An example of the use of the measured values for direct process control is the observation of the transferred solder volume and the depot height over time. If an increase becomes noticeable here, this indicates a contamination of the lower surface of the stencil. If one recognizes such a phenomenon, one can counteract it with an underside cleaning. Against this background, the automatic feedback of measurement results from the SPI into the printer seems to be an effective means of improving production quality. Many SPI-manufacturers nowadays offer corresponding interfaces for the correction of printing misalignment. In addition, there are efforts to intervene in the assembly process by means of the measured pad positions - i. e., the position of the components should be adapted to the measured pad positions. At this point at the latest, the automatic inspection system becomes an automatic measuring system and the question of measuring accuracy must be asked.
With the reference normals available on the market up to now, a corresponding verification was only insufficiently possible, since no structures common in the SMT process were available on the boards. CeTaQ has taken up this challenge and developed a reference board to investigate the measurement capability of SPI systems. The core is a three-dimensional structured glass substrate.
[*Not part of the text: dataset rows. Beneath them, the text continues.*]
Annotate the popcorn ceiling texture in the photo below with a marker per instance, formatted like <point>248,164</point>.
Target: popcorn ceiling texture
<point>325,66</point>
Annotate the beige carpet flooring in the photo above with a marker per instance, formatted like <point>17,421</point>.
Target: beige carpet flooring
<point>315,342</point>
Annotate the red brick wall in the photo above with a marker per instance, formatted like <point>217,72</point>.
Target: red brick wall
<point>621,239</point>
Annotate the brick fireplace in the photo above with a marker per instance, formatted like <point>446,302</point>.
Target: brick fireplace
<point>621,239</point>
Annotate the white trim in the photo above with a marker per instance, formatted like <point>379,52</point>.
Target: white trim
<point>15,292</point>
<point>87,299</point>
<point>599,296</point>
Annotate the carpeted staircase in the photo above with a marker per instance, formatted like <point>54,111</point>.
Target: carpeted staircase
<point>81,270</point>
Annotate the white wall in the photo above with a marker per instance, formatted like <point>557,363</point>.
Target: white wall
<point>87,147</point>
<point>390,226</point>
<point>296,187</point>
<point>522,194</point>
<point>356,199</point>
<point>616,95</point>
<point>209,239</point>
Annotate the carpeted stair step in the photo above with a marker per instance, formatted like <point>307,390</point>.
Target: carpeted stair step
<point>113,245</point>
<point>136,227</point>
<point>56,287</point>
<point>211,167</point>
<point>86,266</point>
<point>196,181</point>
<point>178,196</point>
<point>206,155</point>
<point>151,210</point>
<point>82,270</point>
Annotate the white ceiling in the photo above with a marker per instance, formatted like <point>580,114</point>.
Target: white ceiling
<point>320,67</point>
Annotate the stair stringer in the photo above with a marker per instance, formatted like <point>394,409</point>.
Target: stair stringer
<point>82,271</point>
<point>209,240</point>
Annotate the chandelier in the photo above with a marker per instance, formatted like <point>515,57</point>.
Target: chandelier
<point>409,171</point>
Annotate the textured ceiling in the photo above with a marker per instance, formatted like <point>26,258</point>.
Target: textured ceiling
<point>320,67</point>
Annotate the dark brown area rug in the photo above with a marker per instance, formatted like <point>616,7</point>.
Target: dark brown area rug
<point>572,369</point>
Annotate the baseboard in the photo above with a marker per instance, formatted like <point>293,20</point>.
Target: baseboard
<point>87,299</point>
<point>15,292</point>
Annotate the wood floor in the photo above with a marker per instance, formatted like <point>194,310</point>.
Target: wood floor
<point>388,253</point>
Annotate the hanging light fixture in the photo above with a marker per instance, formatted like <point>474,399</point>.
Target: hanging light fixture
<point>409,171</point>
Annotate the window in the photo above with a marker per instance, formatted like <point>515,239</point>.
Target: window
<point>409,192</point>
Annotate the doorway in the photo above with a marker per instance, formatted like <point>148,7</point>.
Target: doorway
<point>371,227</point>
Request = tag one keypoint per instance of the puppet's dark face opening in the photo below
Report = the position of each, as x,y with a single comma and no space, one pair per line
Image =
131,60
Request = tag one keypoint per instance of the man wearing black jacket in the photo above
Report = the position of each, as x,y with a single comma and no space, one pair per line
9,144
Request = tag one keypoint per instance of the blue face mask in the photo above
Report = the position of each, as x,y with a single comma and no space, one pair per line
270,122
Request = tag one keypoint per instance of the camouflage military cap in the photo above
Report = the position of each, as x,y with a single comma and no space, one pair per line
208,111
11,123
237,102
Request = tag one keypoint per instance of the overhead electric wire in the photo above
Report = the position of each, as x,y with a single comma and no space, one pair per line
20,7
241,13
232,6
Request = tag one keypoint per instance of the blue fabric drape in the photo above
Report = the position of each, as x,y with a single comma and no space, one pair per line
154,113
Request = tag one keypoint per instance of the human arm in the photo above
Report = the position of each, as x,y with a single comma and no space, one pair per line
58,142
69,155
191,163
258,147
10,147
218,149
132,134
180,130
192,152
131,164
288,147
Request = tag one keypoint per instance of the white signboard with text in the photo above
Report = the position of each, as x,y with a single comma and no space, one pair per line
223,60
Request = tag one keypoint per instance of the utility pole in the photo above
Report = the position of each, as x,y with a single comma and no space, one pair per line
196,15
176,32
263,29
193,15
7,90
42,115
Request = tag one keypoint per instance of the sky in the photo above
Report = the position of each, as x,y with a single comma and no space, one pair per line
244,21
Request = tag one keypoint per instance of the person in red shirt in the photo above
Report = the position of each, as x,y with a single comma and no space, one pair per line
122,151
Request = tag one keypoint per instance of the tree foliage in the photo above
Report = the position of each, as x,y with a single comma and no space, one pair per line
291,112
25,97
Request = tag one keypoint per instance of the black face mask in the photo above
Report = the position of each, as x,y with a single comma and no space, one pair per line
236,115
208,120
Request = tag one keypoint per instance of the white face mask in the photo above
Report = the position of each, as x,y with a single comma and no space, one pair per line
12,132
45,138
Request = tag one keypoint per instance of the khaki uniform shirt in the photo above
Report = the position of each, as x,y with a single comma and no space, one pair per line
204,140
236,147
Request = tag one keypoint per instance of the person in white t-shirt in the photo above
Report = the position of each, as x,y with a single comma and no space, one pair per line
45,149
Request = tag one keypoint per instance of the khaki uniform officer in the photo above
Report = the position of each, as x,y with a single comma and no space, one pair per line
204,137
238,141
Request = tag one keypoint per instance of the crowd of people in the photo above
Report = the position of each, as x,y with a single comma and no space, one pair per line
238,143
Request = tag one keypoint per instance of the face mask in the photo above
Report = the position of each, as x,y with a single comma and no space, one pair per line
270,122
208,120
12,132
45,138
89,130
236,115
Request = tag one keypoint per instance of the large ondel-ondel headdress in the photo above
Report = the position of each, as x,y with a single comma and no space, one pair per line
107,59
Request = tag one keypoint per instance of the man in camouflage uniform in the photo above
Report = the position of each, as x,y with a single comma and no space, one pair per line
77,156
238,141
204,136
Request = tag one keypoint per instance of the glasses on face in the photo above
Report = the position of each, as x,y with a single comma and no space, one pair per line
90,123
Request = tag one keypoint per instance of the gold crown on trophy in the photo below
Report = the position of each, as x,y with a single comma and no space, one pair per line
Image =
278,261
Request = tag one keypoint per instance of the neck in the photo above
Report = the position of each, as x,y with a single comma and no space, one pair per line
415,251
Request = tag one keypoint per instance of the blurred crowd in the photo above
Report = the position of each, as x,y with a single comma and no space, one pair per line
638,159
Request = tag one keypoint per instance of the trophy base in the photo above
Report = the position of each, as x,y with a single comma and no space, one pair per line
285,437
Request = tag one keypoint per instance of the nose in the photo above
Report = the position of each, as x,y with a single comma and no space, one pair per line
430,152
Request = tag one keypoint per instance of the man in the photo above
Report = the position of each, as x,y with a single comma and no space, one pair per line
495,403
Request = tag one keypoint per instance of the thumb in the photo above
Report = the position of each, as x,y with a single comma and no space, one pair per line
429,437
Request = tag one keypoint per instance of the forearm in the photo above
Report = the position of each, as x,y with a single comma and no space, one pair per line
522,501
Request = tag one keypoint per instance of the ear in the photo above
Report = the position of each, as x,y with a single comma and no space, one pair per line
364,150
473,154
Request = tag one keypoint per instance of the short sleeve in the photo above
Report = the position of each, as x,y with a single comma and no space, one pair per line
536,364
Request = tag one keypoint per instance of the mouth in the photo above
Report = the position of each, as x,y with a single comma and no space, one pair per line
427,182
It is embedded in an aluminium carrier that protects the substrate and allows easy handling in an SMT production line. The surface of the glass substrate is roughened and coated with a chromium layer. By default, it is silver-grey and reflects the entire light spectrum. The structures in the glass are typical of printed circuit boards in SMT production, and manufacturing defects such as solder bridges on the board have also been reproduced. For most SPI systems the structures look like normal solder paste depots. Here is a picture of a QFP pin taken by an SPI machine and a model created by a measuring device with a laser scanner.
For the examination of the measuring accuracy, the reference board is passed through the system and measured several times. The recorded data is exported and evaluated with our statistics software CmCStat. The SPI user creates the necessary program with the help of a Gerber file. The reference to the pads on the board is made via a corresponding PIN-CAD file. Typically, the evaluation is carried out with different orientations of the board in the system. This means that the board is first measured with 0 degrees and then with 180 degrees of orientation. The reproducibility of the same pads is evaluated. With this procedure, any potential rotation errors are included in the valuation.
Furthermore, the influences of different pad geometries are made visible. Often the measured actual value is directly related to the pad size. Smaller pads are usually measured too flat.